Having recently completed a body of sculpture, Susan Cheal finds herself once again making paintings, a predictable cycle in her creative practice. These new paintings consist of marks and shapes gleaned from earlier more painterly works, from selected corporate productivity diagrams, from minimalist paintings all symbols of her experience of the world and her personal history. As Susan writes, There is a distance and dissociation in the making of a painting that has crept up upon me - a tendency to eliminate the gesture and engage less directly with the painting itself.... I am endeavoring to invent a vocabulary that has to do with the superficial, the surface, and an alternative way of presenting metaphor and metonymy.

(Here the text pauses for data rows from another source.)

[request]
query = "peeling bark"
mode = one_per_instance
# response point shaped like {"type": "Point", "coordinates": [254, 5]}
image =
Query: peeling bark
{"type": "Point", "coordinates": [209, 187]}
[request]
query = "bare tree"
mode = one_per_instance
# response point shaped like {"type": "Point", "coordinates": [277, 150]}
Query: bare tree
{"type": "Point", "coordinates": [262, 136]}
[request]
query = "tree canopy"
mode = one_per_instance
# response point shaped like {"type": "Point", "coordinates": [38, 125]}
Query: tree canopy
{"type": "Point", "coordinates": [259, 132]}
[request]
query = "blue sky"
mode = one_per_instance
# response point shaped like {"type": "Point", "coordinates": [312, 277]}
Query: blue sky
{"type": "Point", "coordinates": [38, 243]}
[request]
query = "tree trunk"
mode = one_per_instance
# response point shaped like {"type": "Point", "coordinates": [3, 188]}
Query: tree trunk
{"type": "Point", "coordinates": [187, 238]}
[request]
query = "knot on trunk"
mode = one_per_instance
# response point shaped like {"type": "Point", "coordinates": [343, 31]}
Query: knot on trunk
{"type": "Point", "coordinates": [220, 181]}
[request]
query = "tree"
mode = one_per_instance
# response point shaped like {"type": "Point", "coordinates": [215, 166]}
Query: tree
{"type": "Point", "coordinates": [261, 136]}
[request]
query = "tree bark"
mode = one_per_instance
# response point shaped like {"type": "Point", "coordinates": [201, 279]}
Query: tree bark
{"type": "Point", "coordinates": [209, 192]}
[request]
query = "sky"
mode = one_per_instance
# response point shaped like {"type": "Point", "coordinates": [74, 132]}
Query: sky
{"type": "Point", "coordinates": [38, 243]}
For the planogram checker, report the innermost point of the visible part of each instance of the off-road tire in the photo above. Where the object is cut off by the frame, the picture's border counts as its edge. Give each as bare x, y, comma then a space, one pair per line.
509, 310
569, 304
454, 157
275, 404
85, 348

As painters we all work in relative isolation. We are alone in our studios - and when we collaborate, it is with phantoms from the past that are not always the most gracious of guests. I am often amused by how often the word fun is used as a criteria for art: It looks like fun, like the artist was having fun when she or he made the work. I suppose the term suggests our need for pleasure both in the experience of making and viewing art. It seems so simple, having fun and yet this enterprise isnt Disneyland, no matter how much that particular landmark and, more importantly, its mythos, defines the Los Angeles state of mind. My own suspicion is that the longer one engages in art-making, the more elusive the fun. And so, in the end, we look to our friends, artists who, by virtue of their triumphs in the struggle to maintain a vital creative practice, not only win our admiration, but inspire and challenge us. (Linda Day, May 1, 2003)
PULSE
New Abstract Paintings by Linda Day
Mine is not a linear art making practice in which one series of paintings builds directly on another. I was giving a talk about my work recently and I described my process as being two steps forward, one step back - like a diagram of ellipses stretching out over the last twenty years. My work has fluctuated between a more formal abstraction and one that is more clearly identified with image and metaphor, depending on the differing degrees of my intellectual or emotional involvement with the work. This, I think, suggests that there are times in which I remain more distanced from the image and other times when the image presents autobiographical opportunities.
This new work is evidence of my effort to make paintings that reflect the steady stream of visual and auditory in-put, of technological filler that permeates our culture. In this space a fusion is created between the human and technological and the beat of the human heart is tracked with the steady pulse of the apparatus. Surround sound. Saturated color extends across the screen. I am dreaming of Vistavision, Cinemascope.
But take it down
Peer into the studio. The radio is on constantly and, if not the radio, voices on the TV murmur at the edge of the room. There is comfort in the constant stream of voices, in the rhythmic pulse at the periphery of my vision.
(Is there anything more disquieting than silence, than an absolute void?)
The steady hum. The flutter and flux.
In this fullness there is no room for an uninvited intruder, an unwelcome thought.
My breath, my pulse echoes that of the room.